In the event of an outright SNP victory in the Scottish parliamentary elections next year, Nicola Sturgeon and her party will have a mandate for a second independence referendum, Keir Starmer has told Sky’s Beth Rigby.
In a way, Starmer’s statement is something that didn’t need saying: the only route by which Labour could prevent a second independence referendum would be to win a majority, either in Holyrood, which would mean the request for a second independence vote would never be sent, or in Westminster, where he would have the freedom to deny that request. It is simply a fact that, in the eventuality that the SNP regains its majority, the party will have a mandate to seek a second independence referendum.
Such a statement, made now, is designed not to answer an intellectual question but to ask a tactical one: does a unionist government in Westminster believe it can win another referendum, in these circumstances, with this Conservative government, against this SNP government? Do unionist campaigners think they are better served by having the fight now, or having it later?

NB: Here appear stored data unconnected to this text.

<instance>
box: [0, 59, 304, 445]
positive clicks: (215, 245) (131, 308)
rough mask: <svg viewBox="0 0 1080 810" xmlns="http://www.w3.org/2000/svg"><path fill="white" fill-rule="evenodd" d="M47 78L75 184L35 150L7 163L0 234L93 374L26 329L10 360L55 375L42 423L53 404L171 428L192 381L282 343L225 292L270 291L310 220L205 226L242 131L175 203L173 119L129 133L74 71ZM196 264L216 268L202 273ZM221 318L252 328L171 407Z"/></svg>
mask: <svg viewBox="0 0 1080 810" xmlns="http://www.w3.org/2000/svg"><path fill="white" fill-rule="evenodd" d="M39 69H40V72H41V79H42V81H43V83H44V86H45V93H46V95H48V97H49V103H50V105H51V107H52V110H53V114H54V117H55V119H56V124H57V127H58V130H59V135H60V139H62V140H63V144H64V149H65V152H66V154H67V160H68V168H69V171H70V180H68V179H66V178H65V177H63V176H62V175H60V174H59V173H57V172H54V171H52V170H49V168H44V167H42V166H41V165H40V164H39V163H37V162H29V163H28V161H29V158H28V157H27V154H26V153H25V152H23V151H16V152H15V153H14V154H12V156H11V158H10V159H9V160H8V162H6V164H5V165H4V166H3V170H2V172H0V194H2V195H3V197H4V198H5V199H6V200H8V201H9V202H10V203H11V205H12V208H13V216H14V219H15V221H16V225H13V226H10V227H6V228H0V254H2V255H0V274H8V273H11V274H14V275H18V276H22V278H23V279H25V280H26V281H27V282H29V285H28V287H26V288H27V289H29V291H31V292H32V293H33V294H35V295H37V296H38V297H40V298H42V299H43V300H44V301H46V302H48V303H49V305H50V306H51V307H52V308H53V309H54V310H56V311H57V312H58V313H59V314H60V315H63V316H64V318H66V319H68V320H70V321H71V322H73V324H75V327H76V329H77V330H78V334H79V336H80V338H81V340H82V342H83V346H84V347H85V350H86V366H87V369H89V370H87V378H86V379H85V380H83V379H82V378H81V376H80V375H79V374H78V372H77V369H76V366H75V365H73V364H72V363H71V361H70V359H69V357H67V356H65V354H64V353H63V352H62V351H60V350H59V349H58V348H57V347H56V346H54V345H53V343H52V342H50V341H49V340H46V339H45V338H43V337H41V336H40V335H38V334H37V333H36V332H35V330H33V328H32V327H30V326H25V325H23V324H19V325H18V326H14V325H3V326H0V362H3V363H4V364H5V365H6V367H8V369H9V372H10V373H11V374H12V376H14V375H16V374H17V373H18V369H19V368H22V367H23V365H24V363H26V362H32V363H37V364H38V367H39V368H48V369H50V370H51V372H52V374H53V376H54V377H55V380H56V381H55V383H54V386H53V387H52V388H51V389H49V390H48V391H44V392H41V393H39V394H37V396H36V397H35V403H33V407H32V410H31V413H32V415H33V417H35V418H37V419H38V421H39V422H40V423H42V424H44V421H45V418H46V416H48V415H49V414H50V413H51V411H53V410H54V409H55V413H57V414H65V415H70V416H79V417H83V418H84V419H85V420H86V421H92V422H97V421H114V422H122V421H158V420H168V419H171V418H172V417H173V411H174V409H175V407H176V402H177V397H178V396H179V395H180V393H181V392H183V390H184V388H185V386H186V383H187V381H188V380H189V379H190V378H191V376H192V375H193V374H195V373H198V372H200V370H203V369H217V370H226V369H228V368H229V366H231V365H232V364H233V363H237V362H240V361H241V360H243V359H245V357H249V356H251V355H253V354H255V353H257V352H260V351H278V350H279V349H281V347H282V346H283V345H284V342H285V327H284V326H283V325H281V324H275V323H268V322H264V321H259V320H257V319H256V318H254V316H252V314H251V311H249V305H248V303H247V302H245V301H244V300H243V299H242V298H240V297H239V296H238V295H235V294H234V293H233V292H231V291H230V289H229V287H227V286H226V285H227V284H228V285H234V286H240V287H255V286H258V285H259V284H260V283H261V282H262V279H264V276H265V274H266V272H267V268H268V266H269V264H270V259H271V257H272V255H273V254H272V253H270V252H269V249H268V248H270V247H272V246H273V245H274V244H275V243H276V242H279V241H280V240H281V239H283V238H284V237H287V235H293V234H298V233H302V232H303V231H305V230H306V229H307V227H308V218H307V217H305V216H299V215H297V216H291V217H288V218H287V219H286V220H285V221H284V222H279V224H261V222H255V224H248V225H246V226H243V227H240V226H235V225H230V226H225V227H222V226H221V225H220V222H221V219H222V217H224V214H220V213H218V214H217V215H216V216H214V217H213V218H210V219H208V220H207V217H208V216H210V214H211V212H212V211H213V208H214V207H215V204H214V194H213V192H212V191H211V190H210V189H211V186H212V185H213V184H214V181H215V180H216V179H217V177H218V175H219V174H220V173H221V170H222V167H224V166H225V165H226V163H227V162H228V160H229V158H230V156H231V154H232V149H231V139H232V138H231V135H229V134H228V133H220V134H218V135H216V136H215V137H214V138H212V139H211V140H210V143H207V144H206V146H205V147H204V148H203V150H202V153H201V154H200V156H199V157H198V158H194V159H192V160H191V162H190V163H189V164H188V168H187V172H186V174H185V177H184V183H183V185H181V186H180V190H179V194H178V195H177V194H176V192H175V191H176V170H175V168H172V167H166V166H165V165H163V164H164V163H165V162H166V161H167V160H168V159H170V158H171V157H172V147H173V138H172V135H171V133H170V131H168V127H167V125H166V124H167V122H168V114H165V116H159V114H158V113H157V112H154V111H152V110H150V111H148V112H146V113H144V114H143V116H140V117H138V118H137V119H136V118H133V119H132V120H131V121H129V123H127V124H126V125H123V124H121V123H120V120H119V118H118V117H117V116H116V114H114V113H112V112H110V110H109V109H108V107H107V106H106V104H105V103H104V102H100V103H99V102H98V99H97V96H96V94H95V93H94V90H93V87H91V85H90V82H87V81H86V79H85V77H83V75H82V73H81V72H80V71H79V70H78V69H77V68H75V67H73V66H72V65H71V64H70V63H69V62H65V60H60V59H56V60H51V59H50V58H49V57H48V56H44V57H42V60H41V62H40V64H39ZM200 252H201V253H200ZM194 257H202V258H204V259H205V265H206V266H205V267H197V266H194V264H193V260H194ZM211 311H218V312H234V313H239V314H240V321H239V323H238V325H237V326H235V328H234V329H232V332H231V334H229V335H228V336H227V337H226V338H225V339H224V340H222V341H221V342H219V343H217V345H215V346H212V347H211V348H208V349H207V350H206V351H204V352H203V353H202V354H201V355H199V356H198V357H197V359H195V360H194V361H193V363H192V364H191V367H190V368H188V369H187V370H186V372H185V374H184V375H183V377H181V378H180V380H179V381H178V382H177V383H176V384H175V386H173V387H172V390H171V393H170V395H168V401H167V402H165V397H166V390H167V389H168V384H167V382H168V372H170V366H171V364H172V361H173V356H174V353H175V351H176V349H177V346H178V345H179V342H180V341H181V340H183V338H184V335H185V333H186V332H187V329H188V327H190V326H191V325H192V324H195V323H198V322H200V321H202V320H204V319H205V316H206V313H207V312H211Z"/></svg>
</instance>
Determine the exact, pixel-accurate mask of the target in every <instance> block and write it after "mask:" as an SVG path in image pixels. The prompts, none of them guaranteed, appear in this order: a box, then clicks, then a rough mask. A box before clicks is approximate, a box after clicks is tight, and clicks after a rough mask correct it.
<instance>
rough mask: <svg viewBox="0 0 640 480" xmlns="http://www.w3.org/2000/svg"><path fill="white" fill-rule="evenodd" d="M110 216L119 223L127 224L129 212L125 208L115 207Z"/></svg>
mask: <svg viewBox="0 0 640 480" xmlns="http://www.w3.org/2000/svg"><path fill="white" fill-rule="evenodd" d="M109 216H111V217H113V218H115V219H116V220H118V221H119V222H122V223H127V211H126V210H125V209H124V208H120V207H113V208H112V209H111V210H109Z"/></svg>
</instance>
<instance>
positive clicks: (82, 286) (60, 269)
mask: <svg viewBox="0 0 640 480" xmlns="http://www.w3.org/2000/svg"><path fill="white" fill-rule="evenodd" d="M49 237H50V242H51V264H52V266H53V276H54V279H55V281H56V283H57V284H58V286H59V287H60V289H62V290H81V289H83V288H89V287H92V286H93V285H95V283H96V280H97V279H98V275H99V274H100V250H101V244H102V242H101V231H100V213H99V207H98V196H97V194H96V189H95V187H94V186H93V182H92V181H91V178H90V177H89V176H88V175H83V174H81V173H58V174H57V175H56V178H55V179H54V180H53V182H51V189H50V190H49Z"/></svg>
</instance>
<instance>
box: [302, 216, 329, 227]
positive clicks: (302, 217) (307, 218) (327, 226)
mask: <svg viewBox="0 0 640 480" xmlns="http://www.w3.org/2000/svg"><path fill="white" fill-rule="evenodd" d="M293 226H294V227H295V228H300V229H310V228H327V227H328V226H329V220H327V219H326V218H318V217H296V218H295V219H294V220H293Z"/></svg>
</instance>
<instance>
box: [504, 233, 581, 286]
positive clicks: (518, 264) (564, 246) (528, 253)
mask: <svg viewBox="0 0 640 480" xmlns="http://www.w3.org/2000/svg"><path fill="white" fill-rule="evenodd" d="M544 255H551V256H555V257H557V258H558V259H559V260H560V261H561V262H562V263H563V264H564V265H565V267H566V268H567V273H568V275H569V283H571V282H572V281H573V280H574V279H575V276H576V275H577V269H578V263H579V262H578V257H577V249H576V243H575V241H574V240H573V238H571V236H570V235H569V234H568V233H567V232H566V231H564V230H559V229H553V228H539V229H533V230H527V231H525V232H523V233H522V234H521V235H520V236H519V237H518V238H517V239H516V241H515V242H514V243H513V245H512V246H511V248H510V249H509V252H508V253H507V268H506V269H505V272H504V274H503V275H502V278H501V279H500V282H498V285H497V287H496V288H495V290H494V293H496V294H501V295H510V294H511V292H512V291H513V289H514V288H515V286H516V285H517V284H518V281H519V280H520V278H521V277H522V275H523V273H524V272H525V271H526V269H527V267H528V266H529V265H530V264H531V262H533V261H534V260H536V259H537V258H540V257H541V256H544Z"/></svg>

This question is also moral: are you willing to ignore repeated elections in which the pro-independence party wins a majority of the seats it contests? Many people wrongly interpreted Jeremy Corbyn’s squeamishness on that issue as a secret passion for Scottish independence, when the reality was that he simply found the prospect of ignoring the likely result of the 2021 Scottish election painful. And for all that this Labour leader is a departure from some aspects of the party’s recent past, he retains the same outlook on the Scottish question. So while Starmer may have described another Scottish independence as being “about the last thing that we need”, avoiding one by ignoring the result of next year’s election is a price that he isn’t willing to pay.